Running fluid source prepare <vm-name> configures the VM once. The preparation is idempotent — running it again safely updates the restricted shell and CA key without breaking anything. Each step checks for existing state:

// Create user only if it doesn't already exist
userCmd := `id fluid-readonly >/dev/null 2>&1 || useradd -r -s /usr/local/bin/fluid-readonly-shell -d /nonexistent -M fluid-readonly`

// Add sshd config only if not already present
`grep -q 'TrustedUserCAKeys /etc/ssh/fluid_ca.pub' /etc/ssh/sshd_config || echo 'TrustedUserCAKeys /etc/ssh/fluid_ca.pub' >> /etc/ssh/sshd_config`

The preparation state is tracked in SQLite so fluid knows which VMs are ready:

type SourceVM struct {
    Name          string
    Prepared      bool
    PreparedAt    *time.Time
    CAFingerprint *string  // Detects CA key rotation
}

If the CA key changes, the fingerprint mismatch tells fluid the VM needs re-preparation.

Productivity: No Clone Overhead

The key productivity win is avoiding the full clone cycle. Here’s what running a diagnostic command on a source VM doesn’t require:

No QCOW2 overlay creation
No XML domain definition
No cloud-init ISO generation
No MAC address generation
No DHCP lease negotiation
No boot wait
No sandbox database record
No cleanup/destroy afterward

The agent gets a response to cat /etc/nginx/nginx.conf or dpkg -l | grep python directly from the running golden image. The results aren’t persisted to the store (unlike sandbox commands), keeping the audit trail clean — source VM reads are tracked through telemetry instead.

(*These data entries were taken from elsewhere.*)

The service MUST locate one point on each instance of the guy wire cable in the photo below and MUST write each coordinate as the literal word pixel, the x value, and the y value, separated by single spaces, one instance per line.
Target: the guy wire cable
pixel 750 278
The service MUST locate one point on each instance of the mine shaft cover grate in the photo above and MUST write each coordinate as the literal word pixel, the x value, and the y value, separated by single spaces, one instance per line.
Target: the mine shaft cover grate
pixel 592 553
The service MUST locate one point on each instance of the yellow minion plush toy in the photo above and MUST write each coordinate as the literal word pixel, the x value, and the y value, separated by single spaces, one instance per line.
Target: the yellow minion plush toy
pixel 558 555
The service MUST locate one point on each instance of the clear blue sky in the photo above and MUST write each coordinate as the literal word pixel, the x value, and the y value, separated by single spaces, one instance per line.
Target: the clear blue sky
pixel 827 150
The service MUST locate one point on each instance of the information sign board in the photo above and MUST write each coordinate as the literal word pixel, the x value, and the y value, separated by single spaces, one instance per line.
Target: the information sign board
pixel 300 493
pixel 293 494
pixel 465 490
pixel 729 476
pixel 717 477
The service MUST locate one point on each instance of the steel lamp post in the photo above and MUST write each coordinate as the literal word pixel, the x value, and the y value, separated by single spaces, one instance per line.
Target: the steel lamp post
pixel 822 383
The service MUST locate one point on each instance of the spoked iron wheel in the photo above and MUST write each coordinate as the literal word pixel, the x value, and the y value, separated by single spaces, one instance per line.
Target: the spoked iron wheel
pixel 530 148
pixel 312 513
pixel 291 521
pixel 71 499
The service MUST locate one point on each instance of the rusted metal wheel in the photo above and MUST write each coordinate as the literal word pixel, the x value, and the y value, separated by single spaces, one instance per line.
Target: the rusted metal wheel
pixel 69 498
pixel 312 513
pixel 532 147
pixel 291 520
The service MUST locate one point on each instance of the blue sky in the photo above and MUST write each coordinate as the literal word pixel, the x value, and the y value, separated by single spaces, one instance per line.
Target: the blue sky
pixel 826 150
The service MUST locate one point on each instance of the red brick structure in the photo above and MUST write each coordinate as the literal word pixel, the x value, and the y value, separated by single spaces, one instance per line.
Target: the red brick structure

This matters for the agent workflow. When an agent is deciding which source VM to clone, or whether a source VM has the right software stack, it can inspect first and clone only when it’s ready to make changes. The read-inspect-decide loop stays fast.

What Could Go Wrong (and Why It’s Contained)

Scenario	Mitigation
Agent sends `rm -rf /`	Client-side allowlist rejects `rm` before SSH connection
Agent sends `cat /etc/passwd; rm -rf /`	Pipeline parser splits on `;`, validates each segment, rejects `rm`
Agent sends `$(rm -rf /)`	Metacharacter detector blocks `$()` outside quotes
Attacker forges SSH certificate	Restricted shell still blocks destructive commands server-side
Attacker bypasses restricted shell	The `fluid-readonly` user has no sudo access, no real home directory, and only standard non-privileged Unix write permissions (cannot modify system config or service data without escalation)
VM name contains `../../etc`	`sanitizeVMName` strips all non-alphanumeric characters, prevents path traversal
Agent tries interactive SSH session	Restricted shell exits immediately when `SSH_ORIGINAL_COMMAND` is empty
Credential stolen	30-minute TTL limits window; certificate only grants `fluid-readonly` principal

Summary

Reading a source VM safely requires solving a specific problem: letting untrusted code run some commands on a machine that must not be modified. Fluid’s approach is to make read-only the default at every layer — not just one check at the front door, but independent enforcement at the client, the authentication system, and the server. The result is an agent that can inspect golden images at full speed without the overhead of cloning, and without the risk of corruption.